1. The primary outcome of 90-day mortality was not significantly different between the pantoprazole group (31.1%) and the placebo group (30.4%) (hazard ratio, 1.02; 95% CI, 0.91-1.13).
2. Clinically important gastrointestinal bleeding occurred in 2.5% of patients in the pantoprazole group compared to 4.2% in the placebo group, although the trial was not powered to definitively assess this secondary outcome (hazard ratio, 0.58; 95% CI, 0.38-0.89).
3. There was no significant difference in the incidence of serious adverse events, including pneumonia, Clostridium difficile infection, or myocardial ischemia, between the two study arms.
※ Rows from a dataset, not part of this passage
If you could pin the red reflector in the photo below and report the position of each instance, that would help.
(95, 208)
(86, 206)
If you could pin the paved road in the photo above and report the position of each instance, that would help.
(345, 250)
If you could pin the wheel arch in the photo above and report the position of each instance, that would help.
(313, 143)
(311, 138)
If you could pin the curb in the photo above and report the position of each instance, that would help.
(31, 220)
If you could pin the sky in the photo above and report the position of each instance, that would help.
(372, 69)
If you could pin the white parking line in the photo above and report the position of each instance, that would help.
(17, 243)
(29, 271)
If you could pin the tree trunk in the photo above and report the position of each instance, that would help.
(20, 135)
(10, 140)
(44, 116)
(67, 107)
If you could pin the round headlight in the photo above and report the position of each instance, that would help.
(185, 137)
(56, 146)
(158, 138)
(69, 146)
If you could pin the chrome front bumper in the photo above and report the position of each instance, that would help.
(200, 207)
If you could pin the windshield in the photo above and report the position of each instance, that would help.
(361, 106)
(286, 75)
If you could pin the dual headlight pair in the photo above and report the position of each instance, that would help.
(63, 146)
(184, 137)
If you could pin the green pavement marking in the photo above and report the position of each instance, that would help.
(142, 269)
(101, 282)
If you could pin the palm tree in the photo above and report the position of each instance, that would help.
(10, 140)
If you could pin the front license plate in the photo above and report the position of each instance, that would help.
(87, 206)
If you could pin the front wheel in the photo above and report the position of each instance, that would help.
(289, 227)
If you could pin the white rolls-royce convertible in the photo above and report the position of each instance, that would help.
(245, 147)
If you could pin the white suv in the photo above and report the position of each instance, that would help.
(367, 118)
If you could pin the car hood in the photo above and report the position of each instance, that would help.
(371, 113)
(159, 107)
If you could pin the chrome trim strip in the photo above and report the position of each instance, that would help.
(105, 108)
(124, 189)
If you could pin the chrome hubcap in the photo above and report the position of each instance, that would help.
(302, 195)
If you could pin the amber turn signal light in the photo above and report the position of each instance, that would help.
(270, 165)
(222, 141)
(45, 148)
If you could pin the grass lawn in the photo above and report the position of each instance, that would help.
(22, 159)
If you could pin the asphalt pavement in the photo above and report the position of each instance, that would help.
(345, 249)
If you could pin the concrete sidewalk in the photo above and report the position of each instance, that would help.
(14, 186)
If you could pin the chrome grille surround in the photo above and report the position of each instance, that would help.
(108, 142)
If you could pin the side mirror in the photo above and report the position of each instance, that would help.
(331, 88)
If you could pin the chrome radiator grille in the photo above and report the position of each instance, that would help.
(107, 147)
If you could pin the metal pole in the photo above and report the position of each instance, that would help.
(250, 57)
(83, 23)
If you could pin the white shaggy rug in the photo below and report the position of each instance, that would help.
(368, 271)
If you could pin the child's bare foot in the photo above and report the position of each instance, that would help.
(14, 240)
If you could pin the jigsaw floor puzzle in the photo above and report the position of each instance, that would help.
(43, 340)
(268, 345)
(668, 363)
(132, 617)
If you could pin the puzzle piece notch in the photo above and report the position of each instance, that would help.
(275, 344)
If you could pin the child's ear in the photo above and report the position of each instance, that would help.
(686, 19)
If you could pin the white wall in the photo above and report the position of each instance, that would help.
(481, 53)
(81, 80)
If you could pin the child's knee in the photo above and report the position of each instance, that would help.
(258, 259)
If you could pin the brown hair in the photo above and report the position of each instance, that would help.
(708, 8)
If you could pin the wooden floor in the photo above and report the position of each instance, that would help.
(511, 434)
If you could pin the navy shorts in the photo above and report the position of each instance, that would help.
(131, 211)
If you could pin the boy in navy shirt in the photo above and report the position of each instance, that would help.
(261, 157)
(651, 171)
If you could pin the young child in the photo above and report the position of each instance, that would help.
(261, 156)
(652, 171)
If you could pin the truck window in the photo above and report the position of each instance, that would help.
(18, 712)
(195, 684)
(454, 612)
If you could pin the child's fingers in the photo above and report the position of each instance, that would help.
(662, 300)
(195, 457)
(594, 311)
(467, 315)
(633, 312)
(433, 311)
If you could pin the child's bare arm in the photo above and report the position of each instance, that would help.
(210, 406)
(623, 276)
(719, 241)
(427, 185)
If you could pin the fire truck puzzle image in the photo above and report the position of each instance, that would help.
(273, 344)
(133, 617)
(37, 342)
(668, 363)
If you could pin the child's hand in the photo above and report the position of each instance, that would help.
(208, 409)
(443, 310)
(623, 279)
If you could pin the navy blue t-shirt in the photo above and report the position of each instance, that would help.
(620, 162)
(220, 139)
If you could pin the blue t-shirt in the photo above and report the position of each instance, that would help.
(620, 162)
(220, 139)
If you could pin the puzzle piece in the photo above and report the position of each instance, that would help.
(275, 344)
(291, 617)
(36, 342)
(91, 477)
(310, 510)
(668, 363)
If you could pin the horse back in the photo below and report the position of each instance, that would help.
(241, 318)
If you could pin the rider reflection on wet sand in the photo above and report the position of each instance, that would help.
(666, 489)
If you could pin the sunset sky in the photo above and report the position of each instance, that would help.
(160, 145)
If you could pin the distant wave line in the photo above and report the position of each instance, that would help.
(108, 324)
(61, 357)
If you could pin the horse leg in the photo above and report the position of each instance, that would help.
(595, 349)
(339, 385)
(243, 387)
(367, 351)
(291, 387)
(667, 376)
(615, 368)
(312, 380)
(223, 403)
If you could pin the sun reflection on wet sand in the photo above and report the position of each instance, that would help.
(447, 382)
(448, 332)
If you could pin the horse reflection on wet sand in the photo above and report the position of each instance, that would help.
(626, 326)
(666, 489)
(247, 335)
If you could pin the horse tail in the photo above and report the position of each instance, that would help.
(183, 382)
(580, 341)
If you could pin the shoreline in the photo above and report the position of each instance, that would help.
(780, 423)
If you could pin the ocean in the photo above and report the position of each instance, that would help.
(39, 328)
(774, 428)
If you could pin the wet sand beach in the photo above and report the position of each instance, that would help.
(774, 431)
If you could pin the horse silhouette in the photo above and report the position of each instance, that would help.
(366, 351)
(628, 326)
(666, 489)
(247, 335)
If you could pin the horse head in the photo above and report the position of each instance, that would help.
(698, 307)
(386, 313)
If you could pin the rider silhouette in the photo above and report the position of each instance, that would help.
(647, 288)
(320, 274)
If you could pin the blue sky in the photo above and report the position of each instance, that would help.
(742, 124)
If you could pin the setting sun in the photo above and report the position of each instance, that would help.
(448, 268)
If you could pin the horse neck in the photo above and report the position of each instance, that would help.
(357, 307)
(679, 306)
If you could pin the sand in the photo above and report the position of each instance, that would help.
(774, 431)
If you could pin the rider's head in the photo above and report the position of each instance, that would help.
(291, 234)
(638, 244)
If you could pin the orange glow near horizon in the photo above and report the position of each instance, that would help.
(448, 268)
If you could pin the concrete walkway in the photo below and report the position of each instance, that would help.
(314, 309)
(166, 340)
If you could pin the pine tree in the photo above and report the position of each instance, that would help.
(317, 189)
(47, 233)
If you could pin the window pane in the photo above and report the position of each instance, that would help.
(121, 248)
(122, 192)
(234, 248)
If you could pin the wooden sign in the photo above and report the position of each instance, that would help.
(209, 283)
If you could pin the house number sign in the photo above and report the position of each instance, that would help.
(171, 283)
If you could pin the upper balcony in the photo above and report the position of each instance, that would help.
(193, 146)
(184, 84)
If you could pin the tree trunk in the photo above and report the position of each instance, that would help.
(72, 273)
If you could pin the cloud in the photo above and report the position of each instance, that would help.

4. Long-term follow-up at 1 year confirmed no survival benefit, with mortality rates of 37.3% in the pantoprazole group versus 37.0% in the placebo group (relative risk, 1.01; 95% CI, 0.92-1.10).

Study Design

Design
RCT
Double-Blind
Sample
3,298
Patients
Duration
90 days
Median
Setting
Multicenter, 6 countries
Population Acutely admitted adult ICU patients at risk for gastrointestinal bleeding (e.g., shock, mechanical ventilation, coagulopathy, or organ replacement therapy).
Intervention Intravenous pantoprazole 40 mg once daily.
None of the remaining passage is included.